The West imposed sanctions on Zimbabwe in 2 000 to try and force the government to give up on its land reforms in which it compulsorily took excess farmland from white farmers to resettle landless blacks as part of an economic empowerment programme.

White farmers owned the bulk of Zimbabwe’s fertile farmland, a privilege derived from colonial rule.

The UN Special Rapporteur will be in the country for 10 days until October 28th.

Soon after meeting President Mnangagwa at State House, Douhan paid a courtesy visit to Justice, Legal and Parliamentary Affairs Minister Ziyambi Ziyambi at his offices.

“I am sure you are all aware that as a country, we are on a drive to ensure that the sanctions are removed.

“We presented to them what we have done, in terms of our legislation, in terms of other measures to ensure that the effects of sanctions on the ordinary people are lessened.
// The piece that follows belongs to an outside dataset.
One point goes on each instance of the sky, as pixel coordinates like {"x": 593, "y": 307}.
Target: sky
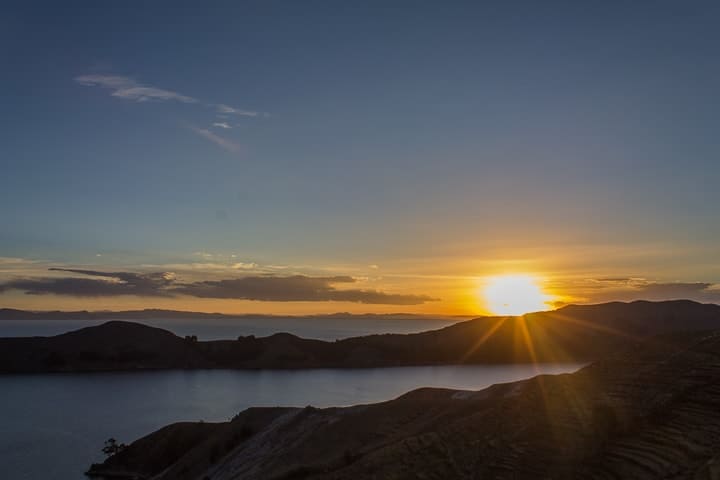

But at the moment, we are unable to give you finer details because we want to allow the process of consultation that the Rapporteur is doing, to be concluded, once she has finished, she will then take her findings to give a preliminary report and thereafter I think we can comment,” Ziyambi told reporters after the meeting.

Ziyambi said the government continues to lobby for the removal of sanctions.

“From the point of view of the government of Zimbabwe, we want the sanctions removed because they have affected every facet of our life. So in a nutshell, our document that we are going to give them, clearly indicates the effects of sanctions on our society and that is exactly what we want them to appreciate and understand, to be able to capture so that we can continue with our drive to ensure that the sanctions are removed,” he said.

The Special Rapporteur, who is visiting at the invitation of the Government, will meet several Cabinet Ministers, Reserve Bank of Zimbabwe, Speaker of Parliament, Chief Justice, Ministers of State for Harare, Bulawayo and Manicaland provinces among others.

Responding to a question on whether the Rapporteur would meet other stakeholders outside of government, Ziyambi said, “She is going to meet everyone who matters. If she requests to meet anyone: that will be facilitated through the Ministry of Foreign Affairs.”

Douhan’s visit comes at a time Zimbabwe is preparing for the third Southern African Development Community (SADC) Anti- Sanctions Day on October 25 following its adoption by Heads of State and Government Summit held in Tanzania in 2019.

The Special Rapporteur is expected to submit a report on her visit, which will be an addendum to her report to the 51st session of the Human Rights Council, to take place in September 2022.